Cases which are considered as merger and acquisition under Article 7, mergers or acquisitions requiring the authorization of the Competition Board, and the procedures and principles concerning the notification thereof to the Competition Board are regulated by the Communiqué on the Mergers and Acquisitions Calling for the Authorization of the Competition Board (Communiqué No. 2010/4).

In determining whether a merger/acquisition falls under Article 7 of the Act, the concept of control is taken into account. Control may be acquired through rights, contracts or other instruments which grant the power to exercise decisive influence – de facto or de jure – over an undertaking. Hence, only those mergers/acquisitions involving a permanent change in control are considered under Article 7. In other words, a merger of undertakings which are within the same economic entity, which are controlled by the same persons or undertakings, or an acquisition taking place between these undertakings do not lead to a change of control; thus, they do not fall under Article 7. 

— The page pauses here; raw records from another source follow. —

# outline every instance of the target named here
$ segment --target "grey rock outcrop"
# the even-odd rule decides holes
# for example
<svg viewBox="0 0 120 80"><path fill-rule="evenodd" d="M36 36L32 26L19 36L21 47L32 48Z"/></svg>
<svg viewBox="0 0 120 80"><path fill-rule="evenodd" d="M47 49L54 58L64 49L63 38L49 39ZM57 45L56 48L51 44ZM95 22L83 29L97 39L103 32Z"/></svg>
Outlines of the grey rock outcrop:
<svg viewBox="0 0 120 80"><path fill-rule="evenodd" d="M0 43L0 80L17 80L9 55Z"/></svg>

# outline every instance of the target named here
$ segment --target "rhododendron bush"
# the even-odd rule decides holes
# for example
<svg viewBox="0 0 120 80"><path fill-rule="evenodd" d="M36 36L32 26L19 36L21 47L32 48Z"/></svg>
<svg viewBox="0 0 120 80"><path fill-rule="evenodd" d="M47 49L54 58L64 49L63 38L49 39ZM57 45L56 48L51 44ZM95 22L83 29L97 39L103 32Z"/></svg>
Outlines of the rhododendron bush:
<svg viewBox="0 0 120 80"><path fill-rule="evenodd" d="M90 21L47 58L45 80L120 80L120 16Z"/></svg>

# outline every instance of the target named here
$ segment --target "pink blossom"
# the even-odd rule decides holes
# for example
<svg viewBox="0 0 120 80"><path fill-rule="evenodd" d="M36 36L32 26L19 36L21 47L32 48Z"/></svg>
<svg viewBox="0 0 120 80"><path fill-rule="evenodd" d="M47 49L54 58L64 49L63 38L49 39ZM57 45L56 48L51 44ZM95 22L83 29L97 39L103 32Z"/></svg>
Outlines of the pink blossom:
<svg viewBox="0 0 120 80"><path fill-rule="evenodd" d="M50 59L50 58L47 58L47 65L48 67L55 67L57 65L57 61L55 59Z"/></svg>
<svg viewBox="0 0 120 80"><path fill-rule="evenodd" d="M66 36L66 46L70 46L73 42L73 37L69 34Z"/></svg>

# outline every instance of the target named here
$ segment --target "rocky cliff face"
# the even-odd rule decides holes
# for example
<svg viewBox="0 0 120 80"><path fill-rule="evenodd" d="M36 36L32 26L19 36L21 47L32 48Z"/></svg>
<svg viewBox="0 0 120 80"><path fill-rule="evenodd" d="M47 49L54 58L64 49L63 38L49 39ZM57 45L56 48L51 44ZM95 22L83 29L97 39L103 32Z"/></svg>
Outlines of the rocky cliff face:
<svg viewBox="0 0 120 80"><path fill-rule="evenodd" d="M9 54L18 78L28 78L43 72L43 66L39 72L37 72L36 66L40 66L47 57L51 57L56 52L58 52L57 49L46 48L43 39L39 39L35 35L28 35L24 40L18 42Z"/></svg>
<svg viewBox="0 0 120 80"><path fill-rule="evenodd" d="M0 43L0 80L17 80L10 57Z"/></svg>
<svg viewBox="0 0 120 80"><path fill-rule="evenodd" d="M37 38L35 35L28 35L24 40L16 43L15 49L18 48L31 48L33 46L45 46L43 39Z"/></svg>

As regards mergers/acquisitions which result in a change of control, turnover thresholds have been determined by the Communiqué on the Mergers and Acquisitions Calling for the Authorization of the Competition Board (Communiqué No. 2010/4). Mergers and acquisitions by undertakings whose turnovers in the relevant market are above the specified thresholds can only be legally valid following the authorization of the Competition Board. Within this framework, as a rule, an application must be made to the Competition Authority for authorization for merger/acquisition transactions which involve a change in control and which exceed the thresholds laid out in the Communiqué no 2010/4.